Tadros, the Amnesty official, pointed to a pattern, across the four wars, of Israel announcing evacuation orders, with presumed bombings to follow, for U.N.-run schools acting as shelters. She said, “When Gazans seek refuge — and I say ‘refuge’ because it’s not a safe place, it’s just the safest place they can think of — they are not just sitting there with their families waiting it out.”
Mohammad Recep, 17, juggles to entertain children among the rubble of destroyed buildings targeted by Israeli attacks, in Beit Hanoun, Gaza, on May 25, 2021.
Photo: Abed Zagout/Anadolu Agency via Getty Images
Ghabayne and his family were able to return to their Beit Hanoun home after the cease-fire was announced a week ago. As with many Gazans, the cease-fire was a mix of relief and grief. On the evening after it went into effect, people flooded the streets in the early hours of Friday morning.
It was not lost on many Palestinians in the Gaza Strip that the latest Israeli assault had coincided with the final days of Ramadan. Many families tried to provide their children with a delayed celebration: a celebration of survival, more than the specific holiday. The usual sites for festivities, like the seaport and commercial districts, lay in ruins thanks to Israeli airstrikes. Instead, parents gave their children balloons, with backdrops of collapsed buildings and emergency teams.

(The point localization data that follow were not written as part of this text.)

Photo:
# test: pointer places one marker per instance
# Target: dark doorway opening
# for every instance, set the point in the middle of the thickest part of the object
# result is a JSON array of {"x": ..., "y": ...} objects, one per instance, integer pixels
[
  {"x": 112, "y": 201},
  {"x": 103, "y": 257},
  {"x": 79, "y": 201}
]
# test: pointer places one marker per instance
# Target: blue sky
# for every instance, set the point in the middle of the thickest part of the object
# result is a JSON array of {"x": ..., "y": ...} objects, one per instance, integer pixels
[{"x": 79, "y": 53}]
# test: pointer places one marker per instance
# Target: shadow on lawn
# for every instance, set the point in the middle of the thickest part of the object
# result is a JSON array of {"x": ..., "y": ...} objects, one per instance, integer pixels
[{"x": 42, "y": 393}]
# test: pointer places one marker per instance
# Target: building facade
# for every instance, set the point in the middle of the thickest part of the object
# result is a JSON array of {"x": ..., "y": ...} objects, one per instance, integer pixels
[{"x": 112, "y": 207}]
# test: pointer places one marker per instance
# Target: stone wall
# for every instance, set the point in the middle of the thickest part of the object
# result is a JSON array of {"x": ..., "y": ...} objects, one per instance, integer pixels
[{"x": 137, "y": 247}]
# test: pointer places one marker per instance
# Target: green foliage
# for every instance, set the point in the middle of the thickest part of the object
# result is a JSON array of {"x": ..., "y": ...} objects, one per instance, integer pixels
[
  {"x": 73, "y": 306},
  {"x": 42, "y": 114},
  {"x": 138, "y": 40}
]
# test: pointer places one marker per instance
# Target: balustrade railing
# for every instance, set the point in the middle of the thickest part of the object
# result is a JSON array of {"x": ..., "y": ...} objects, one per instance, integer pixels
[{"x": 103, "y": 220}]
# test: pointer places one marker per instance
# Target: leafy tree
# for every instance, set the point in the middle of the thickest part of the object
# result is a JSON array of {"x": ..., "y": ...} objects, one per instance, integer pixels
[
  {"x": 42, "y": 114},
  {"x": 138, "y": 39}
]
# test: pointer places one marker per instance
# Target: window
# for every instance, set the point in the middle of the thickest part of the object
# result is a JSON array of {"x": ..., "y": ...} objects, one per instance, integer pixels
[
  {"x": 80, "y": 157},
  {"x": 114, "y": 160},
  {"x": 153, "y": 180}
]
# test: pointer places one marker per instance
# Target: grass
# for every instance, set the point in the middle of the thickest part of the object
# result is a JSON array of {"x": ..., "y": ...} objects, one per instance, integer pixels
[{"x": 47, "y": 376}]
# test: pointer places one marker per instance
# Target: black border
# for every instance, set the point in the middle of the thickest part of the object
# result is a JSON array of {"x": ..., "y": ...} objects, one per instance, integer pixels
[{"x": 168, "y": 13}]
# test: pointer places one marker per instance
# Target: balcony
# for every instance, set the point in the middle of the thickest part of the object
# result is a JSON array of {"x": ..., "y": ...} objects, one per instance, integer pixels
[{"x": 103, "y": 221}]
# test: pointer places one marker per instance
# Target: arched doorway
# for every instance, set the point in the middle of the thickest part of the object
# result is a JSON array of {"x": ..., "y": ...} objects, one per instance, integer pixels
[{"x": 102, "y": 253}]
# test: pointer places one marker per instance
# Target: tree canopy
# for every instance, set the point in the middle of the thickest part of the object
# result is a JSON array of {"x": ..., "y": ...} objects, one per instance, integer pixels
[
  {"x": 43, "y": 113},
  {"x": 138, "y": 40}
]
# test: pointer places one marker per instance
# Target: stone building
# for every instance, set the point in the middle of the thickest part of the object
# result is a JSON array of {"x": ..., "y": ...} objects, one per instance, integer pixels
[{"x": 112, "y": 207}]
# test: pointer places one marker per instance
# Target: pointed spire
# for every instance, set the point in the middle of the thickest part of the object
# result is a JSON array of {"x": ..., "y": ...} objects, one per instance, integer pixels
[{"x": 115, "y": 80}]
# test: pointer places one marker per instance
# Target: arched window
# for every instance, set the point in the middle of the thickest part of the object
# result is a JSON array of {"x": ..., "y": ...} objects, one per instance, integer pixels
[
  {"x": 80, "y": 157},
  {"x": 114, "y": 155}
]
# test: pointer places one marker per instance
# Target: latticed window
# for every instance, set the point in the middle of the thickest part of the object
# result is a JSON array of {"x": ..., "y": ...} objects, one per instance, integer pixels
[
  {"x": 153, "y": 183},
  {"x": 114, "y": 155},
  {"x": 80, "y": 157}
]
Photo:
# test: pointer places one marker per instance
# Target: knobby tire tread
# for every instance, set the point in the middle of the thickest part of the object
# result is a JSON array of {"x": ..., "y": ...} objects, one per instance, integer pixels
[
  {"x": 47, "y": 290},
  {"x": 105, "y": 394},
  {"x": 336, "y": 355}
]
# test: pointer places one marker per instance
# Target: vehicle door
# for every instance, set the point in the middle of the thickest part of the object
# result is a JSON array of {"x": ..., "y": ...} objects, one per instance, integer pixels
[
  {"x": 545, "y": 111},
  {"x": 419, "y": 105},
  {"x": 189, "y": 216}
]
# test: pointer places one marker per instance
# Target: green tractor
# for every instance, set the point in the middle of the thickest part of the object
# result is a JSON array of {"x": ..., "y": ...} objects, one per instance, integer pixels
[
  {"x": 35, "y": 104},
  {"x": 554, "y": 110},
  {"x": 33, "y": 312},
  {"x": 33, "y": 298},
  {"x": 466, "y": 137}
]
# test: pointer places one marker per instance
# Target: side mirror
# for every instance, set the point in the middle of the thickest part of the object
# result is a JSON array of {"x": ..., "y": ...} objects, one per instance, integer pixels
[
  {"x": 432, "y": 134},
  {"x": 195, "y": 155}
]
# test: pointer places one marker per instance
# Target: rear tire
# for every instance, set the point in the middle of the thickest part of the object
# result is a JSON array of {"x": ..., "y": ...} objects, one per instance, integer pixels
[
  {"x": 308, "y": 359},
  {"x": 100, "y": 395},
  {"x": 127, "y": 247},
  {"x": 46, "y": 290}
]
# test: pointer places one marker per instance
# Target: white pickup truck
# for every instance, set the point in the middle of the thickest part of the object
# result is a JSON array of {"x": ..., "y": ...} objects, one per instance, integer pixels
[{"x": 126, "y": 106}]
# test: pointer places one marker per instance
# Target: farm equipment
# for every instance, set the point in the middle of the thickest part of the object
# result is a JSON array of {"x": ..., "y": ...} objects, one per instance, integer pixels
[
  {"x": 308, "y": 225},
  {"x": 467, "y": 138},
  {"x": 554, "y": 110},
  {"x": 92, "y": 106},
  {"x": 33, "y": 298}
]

The Ghabaynes had been lucky enough to survive but not lucky enough to celebrate it. Instead, like other families, the past six days were consumed by grief, loss, and the hard labor of salvaging their homes, businesses, and property.
“For my family, for all of Gaza, our holiday was only the bombings, the martyrs, the injuries. Only bloodshed.”
The Ghabaynes spent their days making funeral arrangements and gathering what was left of their homes — all while mourning the tragedy of lost family members and making arrangements for their orphaned nieces and nephews.
“The whole world celebrated a happy Eid Al-Fitr, except us,” Mohammed Ghabayne said. “For my family, for all of Gaza, our holiday was only the bombings, the martyrs, the injuries. Only bloodshed.”
On Tuesday in Jerusalem, Israeli Prime Minister Benjamin Netanyahu thanked Blinken and the Biden administration for “firmly supporting Israel’s right of self-defense.”
For Ghabayne, the word “defense” rankles, as his family mourns their loved ones and extended members shelter in his damaged Beit Hanoun home.
“What the Israelis call ‘defense’ is not defense! We need the world to help us defend our families and homes against the occupation,” Ghabayne said. “We have been enduring this siege and occupation for a long time. We just wish that we Palestinians can finally live with a little peace. We don’t want wars, we don’t want occupation, we just want our families to live in a free Palestine.”